Lalu seorang kiai pengasuh pesantren tradisional di Cirebon, saat ditanya apa tujuan pesantren, beliau menjawab singkat: “agar para santri menjadi orang benar, jujur”.
Visi Kejujuran
Jawaban ini juga sederhana. Ia ingin menekankan visi kejujuran dan bertindak benar. Atau dalam bahasa lain berakhlak mulia. Menurutnya meskipun sedikit ilmu dan berakhlak tapi diamalkan itu lebih utama daripada banyak ilmu tapi tidak diamalkan, apalagi dilanggar. Ketika Imam Malik bin Anas hendak pergi belajar/mengaji kepada Imam Rabi’ah al Ra’yi, ibunya berpesan: “Belajarlah etika (akhlak) atau adab, sebelum ilmu”
Ini mengingatkan saya pada pengertian awal kata “Fiqh”, atau “Tafaqquh fi al-Din”, belajar pengetahuan agama, sebagaimana dalam kitab “Ta’lim al-Muta’allim” :
الفقه معرفة النفس ما لها وما عليها
Artinya: “Fiqh adalah mengetahui apa yang baik dan apa yang buruk bagi jiwa”.
Atau mengetahui apa yang bermanfaat bagi jiwa dan apa yang merugikannya. Ada juga yang menerjemahkan : mengetahui hak dan kewajiban.

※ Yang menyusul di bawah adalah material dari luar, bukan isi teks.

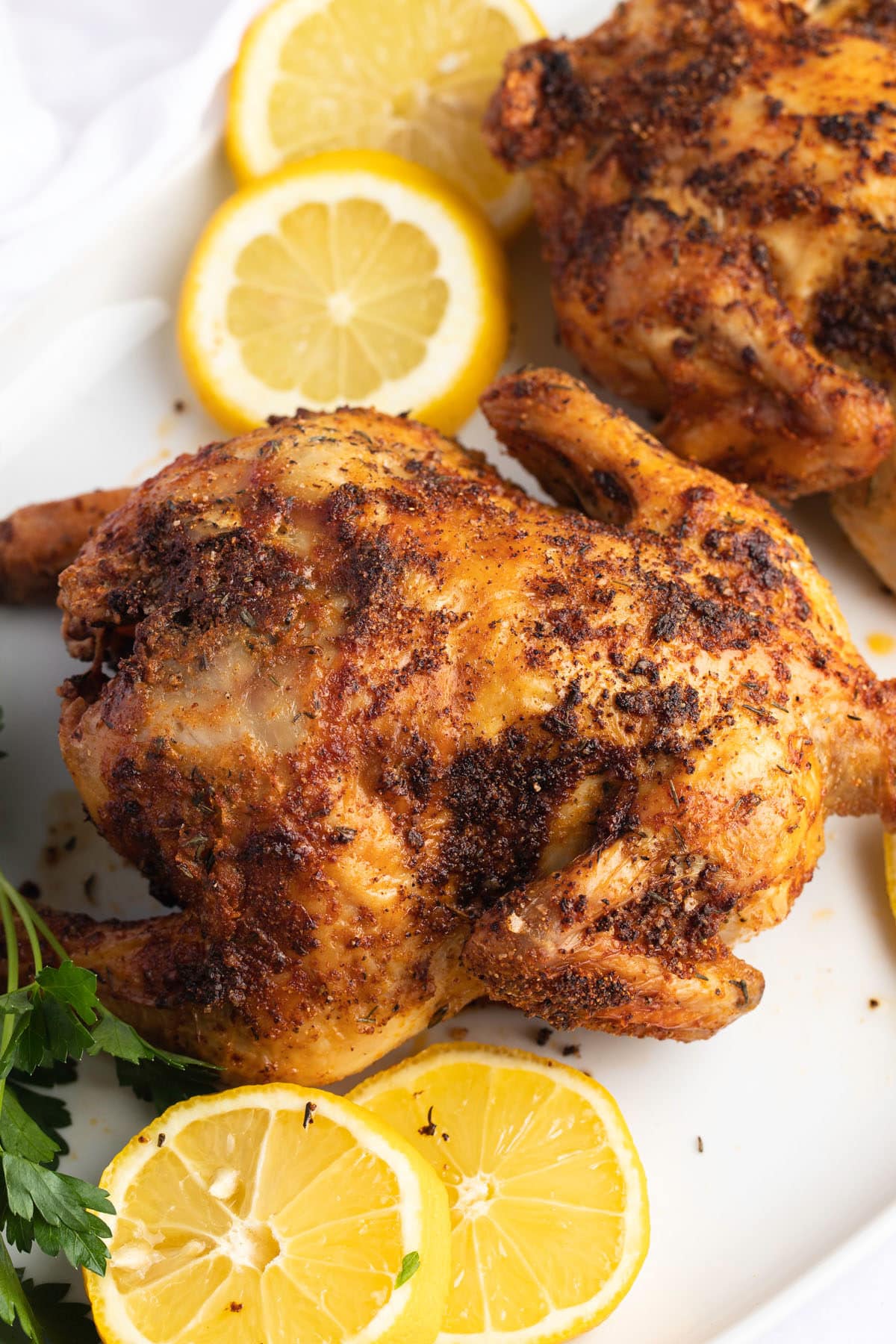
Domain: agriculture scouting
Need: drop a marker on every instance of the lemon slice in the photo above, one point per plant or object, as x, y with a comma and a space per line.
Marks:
889, 867
413, 77
548, 1198
354, 277
267, 1216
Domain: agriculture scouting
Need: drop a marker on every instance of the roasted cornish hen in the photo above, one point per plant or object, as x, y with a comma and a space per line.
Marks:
391, 734
715, 181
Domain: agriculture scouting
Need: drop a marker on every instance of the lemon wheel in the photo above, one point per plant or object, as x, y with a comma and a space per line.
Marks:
272, 1214
413, 77
354, 277
548, 1198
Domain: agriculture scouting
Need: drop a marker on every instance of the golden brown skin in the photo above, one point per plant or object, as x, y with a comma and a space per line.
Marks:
715, 181
40, 541
394, 734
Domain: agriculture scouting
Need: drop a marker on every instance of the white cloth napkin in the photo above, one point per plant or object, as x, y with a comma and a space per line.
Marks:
99, 100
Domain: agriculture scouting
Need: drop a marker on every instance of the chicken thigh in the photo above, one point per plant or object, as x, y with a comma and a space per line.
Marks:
388, 734
715, 181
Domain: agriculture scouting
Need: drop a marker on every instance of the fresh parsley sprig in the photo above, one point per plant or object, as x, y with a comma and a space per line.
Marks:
46, 1026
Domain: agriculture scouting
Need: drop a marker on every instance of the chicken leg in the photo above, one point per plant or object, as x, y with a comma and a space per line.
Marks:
393, 734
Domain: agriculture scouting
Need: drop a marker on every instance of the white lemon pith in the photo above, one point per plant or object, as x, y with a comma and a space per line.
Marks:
249, 1216
413, 78
548, 1201
349, 279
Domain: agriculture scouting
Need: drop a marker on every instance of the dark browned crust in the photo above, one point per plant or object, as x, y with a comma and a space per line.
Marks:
667, 152
349, 691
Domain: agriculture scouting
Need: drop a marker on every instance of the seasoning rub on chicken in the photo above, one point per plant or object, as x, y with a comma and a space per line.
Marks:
388, 734
715, 183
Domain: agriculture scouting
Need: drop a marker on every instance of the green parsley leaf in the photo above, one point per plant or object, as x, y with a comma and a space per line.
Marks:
15, 1308
156, 1075
60, 1322
20, 1135
57, 1211
73, 987
18, 1007
159, 1083
49, 1112
408, 1269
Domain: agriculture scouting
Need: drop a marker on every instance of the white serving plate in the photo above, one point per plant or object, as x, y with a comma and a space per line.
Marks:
795, 1105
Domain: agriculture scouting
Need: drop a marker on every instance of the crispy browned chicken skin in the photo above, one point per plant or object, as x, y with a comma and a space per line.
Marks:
715, 181
393, 734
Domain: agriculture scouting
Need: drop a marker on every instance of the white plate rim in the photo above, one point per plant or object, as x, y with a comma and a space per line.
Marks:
855, 1246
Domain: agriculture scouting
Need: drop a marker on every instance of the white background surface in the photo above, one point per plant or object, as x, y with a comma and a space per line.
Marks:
99, 99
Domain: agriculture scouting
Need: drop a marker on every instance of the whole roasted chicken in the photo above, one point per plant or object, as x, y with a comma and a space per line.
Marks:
388, 734
715, 181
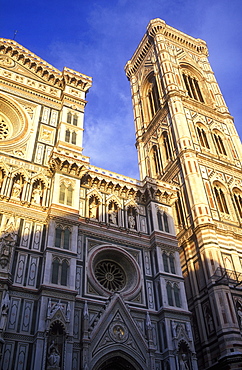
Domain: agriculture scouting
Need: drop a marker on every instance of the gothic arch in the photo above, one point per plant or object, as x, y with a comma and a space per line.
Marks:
120, 359
150, 96
14, 124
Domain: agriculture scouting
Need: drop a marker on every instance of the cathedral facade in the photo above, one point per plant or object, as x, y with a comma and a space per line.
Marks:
185, 136
90, 274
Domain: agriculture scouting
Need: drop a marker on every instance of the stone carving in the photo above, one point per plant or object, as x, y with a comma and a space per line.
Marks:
6, 243
53, 359
118, 331
4, 311
37, 194
17, 189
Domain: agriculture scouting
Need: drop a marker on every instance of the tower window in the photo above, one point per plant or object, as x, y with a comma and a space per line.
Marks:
60, 271
156, 160
219, 144
192, 87
173, 295
220, 199
168, 263
202, 137
62, 238
167, 146
72, 118
163, 221
238, 201
152, 96
66, 194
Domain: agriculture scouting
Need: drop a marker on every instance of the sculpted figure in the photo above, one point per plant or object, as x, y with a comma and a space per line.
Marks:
37, 195
16, 189
53, 356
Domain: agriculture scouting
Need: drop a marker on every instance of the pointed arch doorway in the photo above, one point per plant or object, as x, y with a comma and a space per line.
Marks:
116, 363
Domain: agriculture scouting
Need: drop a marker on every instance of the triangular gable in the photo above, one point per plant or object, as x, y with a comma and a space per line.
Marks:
117, 330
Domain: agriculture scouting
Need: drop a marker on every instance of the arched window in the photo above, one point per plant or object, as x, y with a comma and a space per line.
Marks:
172, 263
165, 262
202, 137
163, 221
177, 295
237, 194
64, 273
169, 294
60, 271
131, 215
73, 138
55, 271
173, 295
192, 87
156, 160
167, 146
67, 136
168, 263
66, 194
72, 118
220, 199
219, 143
152, 96
62, 238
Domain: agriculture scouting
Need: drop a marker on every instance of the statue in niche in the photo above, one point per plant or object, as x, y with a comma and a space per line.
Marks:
53, 358
239, 312
4, 311
37, 194
112, 212
93, 208
184, 362
17, 189
131, 218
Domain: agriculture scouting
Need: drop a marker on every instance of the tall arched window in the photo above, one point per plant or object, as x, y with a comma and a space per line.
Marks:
60, 270
66, 193
152, 96
167, 146
219, 143
156, 160
62, 237
202, 137
163, 221
192, 87
220, 199
237, 194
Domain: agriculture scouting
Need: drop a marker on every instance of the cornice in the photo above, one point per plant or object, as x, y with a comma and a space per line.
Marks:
49, 74
159, 27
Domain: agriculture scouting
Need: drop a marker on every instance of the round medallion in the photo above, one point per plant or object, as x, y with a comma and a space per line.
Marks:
110, 275
118, 331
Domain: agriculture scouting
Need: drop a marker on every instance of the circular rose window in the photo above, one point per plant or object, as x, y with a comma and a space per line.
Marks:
110, 275
112, 269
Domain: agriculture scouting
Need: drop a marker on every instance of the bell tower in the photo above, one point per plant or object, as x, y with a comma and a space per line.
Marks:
185, 135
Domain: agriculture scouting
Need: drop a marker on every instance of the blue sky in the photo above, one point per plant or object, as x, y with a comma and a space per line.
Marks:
97, 38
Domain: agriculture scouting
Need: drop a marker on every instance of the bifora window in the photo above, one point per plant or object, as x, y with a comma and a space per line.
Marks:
192, 87
110, 275
202, 137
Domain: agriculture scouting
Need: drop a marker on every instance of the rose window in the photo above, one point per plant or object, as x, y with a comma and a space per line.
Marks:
110, 275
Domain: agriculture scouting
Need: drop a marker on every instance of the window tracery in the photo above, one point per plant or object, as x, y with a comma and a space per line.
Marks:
202, 137
192, 86
220, 198
163, 221
72, 118
60, 270
219, 144
66, 193
62, 237
173, 294
237, 195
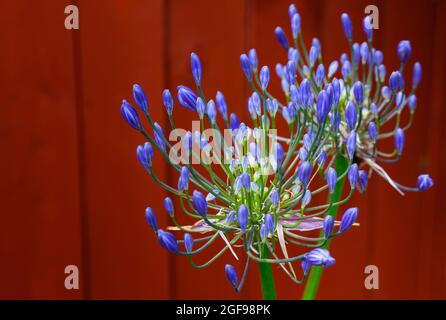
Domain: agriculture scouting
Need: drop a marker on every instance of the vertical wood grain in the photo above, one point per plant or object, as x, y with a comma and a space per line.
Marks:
121, 44
39, 181
214, 31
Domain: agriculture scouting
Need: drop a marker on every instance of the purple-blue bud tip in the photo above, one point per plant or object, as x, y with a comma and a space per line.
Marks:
140, 98
130, 115
151, 219
199, 203
348, 219
168, 241
424, 182
231, 274
168, 206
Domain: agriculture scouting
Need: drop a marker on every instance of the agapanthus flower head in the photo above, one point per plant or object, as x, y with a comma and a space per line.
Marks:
140, 98
151, 219
262, 189
130, 115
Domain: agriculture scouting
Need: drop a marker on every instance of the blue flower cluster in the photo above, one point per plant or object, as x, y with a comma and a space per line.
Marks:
261, 200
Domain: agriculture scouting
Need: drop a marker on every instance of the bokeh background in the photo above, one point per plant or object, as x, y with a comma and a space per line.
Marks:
72, 191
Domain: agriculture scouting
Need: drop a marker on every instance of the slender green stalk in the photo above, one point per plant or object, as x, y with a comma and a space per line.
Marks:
315, 275
266, 276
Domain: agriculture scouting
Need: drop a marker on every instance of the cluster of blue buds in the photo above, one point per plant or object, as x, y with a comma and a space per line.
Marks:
259, 199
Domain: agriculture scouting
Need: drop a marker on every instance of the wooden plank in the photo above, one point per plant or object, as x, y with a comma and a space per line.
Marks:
345, 280
432, 257
215, 31
396, 244
38, 134
121, 44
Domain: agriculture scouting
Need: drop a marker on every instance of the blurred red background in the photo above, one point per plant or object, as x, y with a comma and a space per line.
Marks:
72, 191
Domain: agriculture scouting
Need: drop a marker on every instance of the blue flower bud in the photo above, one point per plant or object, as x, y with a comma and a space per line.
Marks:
347, 26
351, 144
386, 93
313, 54
230, 218
151, 219
295, 25
200, 107
363, 181
159, 135
242, 217
306, 198
291, 72
144, 155
367, 27
252, 55
328, 226
358, 92
269, 222
187, 141
356, 55
168, 101
348, 219
233, 121
264, 77
345, 70
196, 68
292, 10
168, 241
263, 231
212, 111
281, 37
199, 203
404, 50
320, 257
395, 81
382, 73
351, 115
416, 75
322, 107
186, 97
182, 184
140, 98
246, 66
320, 74
343, 58
231, 274
221, 105
168, 205
353, 175
306, 266
364, 51
399, 140
272, 105
188, 242
424, 182
130, 115
322, 158
332, 68
412, 102
332, 178
246, 181
336, 91
378, 57
373, 132
304, 172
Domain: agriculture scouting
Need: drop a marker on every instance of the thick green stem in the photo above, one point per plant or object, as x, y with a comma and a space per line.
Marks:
266, 276
341, 165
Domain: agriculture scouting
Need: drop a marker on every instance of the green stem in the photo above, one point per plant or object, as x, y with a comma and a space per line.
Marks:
266, 276
315, 275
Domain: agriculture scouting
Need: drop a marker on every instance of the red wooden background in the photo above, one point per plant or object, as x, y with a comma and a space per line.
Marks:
72, 191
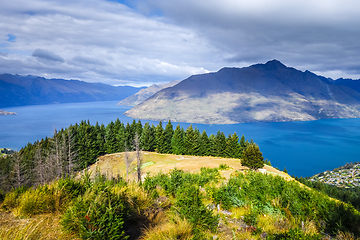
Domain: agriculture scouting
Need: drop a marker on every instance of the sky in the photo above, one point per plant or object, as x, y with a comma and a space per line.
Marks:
140, 42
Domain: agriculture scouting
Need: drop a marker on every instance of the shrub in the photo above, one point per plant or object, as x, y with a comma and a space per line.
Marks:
190, 206
252, 157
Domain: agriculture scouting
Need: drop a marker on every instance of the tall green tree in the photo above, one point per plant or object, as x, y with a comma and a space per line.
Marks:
205, 147
232, 149
111, 142
147, 138
243, 144
159, 138
169, 132
220, 144
177, 141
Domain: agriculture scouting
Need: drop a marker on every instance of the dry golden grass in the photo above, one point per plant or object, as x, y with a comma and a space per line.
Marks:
40, 227
113, 164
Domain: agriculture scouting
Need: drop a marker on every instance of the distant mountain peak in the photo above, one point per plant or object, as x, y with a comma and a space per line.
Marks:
270, 92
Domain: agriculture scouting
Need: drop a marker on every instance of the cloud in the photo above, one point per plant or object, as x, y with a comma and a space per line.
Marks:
154, 41
47, 55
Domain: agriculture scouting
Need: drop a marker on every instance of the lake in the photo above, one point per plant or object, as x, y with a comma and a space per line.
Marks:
304, 148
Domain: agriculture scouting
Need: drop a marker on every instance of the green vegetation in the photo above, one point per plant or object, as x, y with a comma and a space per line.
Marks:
347, 176
252, 157
5, 151
80, 145
348, 195
181, 205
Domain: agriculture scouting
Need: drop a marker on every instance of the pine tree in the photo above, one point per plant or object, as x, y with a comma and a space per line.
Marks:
188, 141
232, 149
220, 144
159, 138
177, 141
138, 127
212, 145
243, 144
196, 146
121, 138
139, 161
252, 157
110, 144
169, 132
20, 173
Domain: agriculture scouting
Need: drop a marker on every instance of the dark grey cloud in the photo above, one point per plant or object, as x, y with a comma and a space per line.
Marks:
47, 55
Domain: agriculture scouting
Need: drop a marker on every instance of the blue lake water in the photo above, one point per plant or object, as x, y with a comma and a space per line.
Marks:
304, 148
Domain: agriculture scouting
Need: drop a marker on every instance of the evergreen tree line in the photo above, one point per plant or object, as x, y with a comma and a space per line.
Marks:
79, 145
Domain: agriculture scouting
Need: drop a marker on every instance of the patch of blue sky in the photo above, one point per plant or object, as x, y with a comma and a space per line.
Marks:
11, 38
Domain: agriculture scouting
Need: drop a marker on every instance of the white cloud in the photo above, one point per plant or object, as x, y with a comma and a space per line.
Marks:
104, 41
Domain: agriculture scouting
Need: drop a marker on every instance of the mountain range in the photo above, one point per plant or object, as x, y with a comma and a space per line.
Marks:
270, 92
19, 90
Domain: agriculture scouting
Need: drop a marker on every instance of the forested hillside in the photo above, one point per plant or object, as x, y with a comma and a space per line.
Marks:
80, 145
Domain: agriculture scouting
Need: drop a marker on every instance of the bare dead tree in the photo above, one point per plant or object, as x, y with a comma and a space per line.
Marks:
138, 155
128, 160
39, 169
19, 170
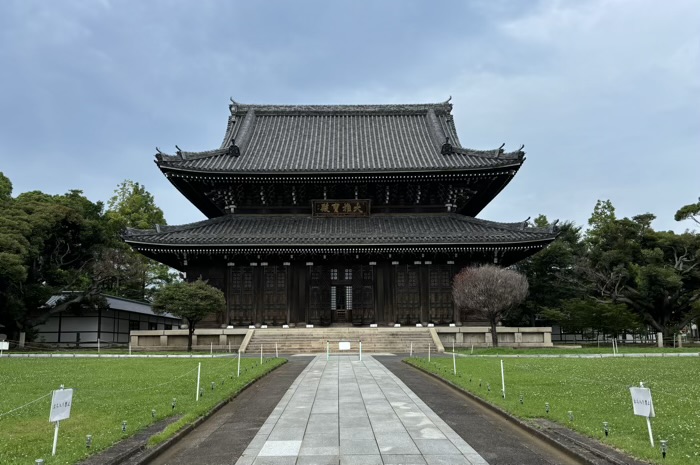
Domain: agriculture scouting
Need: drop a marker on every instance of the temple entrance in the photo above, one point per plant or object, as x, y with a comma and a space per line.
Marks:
341, 294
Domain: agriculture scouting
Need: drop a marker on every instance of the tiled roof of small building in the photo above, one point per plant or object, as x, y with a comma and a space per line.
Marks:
304, 230
339, 138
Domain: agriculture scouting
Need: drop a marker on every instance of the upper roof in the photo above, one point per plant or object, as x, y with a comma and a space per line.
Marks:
305, 230
338, 138
59, 303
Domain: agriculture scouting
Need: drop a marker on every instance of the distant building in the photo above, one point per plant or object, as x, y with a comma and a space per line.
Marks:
338, 214
74, 325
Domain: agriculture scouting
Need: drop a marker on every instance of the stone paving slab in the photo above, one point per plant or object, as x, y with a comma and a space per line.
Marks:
345, 411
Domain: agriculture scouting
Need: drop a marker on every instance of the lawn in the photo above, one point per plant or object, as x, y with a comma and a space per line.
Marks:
595, 391
107, 391
587, 350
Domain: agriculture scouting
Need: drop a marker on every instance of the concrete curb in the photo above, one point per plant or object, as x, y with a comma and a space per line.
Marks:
151, 453
165, 445
548, 436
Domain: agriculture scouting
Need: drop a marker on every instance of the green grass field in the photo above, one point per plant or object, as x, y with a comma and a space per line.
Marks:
595, 390
107, 392
588, 350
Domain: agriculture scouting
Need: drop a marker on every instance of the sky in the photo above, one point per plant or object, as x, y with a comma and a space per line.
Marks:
605, 94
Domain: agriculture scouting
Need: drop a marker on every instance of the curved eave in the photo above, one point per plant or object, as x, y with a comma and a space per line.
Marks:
376, 172
174, 255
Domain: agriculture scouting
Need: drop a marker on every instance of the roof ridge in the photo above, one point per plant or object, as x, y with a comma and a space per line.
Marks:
237, 107
517, 226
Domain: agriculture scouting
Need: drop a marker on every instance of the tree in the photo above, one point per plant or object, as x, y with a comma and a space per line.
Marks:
489, 292
689, 212
655, 273
191, 301
48, 245
126, 272
591, 318
134, 207
5, 187
550, 273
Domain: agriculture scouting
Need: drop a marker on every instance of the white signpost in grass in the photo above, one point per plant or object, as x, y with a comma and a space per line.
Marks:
643, 406
61, 402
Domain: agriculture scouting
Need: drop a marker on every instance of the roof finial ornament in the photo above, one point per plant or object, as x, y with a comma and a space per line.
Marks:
553, 227
446, 147
500, 149
233, 149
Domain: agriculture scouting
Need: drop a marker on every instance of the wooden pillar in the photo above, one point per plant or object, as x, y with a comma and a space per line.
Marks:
424, 285
227, 293
258, 291
379, 291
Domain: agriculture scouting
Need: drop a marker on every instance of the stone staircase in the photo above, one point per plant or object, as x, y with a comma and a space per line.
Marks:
313, 340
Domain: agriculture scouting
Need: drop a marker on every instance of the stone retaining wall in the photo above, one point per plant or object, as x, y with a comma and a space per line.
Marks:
220, 339
480, 336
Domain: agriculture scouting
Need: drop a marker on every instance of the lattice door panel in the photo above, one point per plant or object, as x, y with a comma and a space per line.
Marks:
274, 294
241, 297
440, 292
407, 294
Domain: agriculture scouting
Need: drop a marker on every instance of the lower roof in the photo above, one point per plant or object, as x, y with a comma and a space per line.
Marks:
306, 231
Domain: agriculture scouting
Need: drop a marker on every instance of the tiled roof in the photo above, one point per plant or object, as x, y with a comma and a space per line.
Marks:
302, 230
339, 138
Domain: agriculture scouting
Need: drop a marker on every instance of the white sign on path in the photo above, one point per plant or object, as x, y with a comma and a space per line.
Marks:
643, 406
61, 402
641, 402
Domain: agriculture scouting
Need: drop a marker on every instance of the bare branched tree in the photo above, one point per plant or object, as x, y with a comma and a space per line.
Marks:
489, 292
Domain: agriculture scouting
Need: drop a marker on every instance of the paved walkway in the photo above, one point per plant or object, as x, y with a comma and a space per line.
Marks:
347, 412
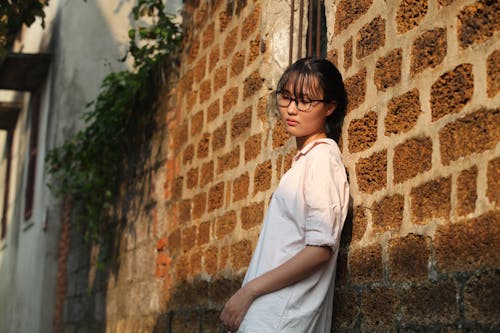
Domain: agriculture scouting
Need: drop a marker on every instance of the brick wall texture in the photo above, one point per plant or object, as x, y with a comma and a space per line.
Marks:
421, 249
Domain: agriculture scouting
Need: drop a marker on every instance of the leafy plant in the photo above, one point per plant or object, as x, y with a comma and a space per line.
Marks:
14, 14
90, 166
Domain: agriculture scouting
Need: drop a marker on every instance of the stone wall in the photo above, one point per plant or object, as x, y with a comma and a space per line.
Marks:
420, 142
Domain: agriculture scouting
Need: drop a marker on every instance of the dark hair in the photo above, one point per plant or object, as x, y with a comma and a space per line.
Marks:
322, 78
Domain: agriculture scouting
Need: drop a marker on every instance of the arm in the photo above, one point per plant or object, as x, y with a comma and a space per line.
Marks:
295, 269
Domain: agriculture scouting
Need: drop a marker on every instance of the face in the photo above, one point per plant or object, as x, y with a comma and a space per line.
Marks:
309, 125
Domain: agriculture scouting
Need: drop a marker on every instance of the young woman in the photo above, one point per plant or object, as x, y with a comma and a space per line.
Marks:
289, 284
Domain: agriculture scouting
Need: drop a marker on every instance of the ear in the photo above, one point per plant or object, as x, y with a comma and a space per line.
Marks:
330, 108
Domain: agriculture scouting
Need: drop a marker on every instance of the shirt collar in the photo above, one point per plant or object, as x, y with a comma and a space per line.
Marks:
307, 148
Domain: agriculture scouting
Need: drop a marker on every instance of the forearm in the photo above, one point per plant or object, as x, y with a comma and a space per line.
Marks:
295, 269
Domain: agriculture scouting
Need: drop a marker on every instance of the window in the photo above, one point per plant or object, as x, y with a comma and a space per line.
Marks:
29, 193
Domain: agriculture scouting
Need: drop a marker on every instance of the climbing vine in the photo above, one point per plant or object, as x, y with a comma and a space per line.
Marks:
14, 14
90, 166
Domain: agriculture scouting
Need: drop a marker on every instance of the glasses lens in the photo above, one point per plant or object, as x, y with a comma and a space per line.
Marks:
283, 101
303, 105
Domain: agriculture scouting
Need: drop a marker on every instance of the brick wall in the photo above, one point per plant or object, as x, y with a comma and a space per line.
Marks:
421, 249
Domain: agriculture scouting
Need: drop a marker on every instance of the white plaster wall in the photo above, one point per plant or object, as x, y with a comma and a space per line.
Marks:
86, 39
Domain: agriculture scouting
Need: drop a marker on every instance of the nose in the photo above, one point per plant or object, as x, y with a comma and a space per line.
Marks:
292, 107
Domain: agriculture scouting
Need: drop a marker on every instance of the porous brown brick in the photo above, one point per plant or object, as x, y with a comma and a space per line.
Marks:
219, 137
348, 54
174, 241
402, 113
481, 297
359, 222
199, 205
444, 3
349, 11
468, 245
192, 178
478, 22
210, 260
193, 50
225, 224
252, 84
229, 160
379, 307
431, 200
430, 303
493, 72
493, 181
370, 38
345, 309
452, 91
237, 63
252, 215
473, 133
240, 187
188, 154
180, 136
241, 253
208, 35
230, 42
371, 172
206, 173
177, 187
428, 50
356, 89
467, 191
388, 70
214, 57
216, 196
188, 238
387, 214
252, 147
184, 211
241, 123
205, 90
199, 70
204, 146
366, 265
229, 100
220, 78
213, 111
263, 176
408, 258
280, 135
256, 47
197, 123
410, 14
362, 132
195, 264
191, 99
411, 158
250, 23
204, 232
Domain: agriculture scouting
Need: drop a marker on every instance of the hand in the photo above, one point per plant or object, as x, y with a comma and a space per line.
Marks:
236, 308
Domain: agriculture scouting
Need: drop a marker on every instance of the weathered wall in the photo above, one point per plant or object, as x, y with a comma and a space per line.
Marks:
421, 251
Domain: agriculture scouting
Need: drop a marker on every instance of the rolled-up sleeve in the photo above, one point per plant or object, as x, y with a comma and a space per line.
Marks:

Pandangan di atas sejalan dengan pandangan filosof besar, Abu Bakar al Razi, atau Razes:
“Untuk apa kita diciptakan dan ke mana kita diarahkan, bukanlah pemenuhan hasrat-hasrat fisik/tubuh, melainkan pencapaian pengetahuan dan menegakkan keadilan. Dengan keduanya kehidupan menjadi berkembang, damai dan tak ada kekerasan”. []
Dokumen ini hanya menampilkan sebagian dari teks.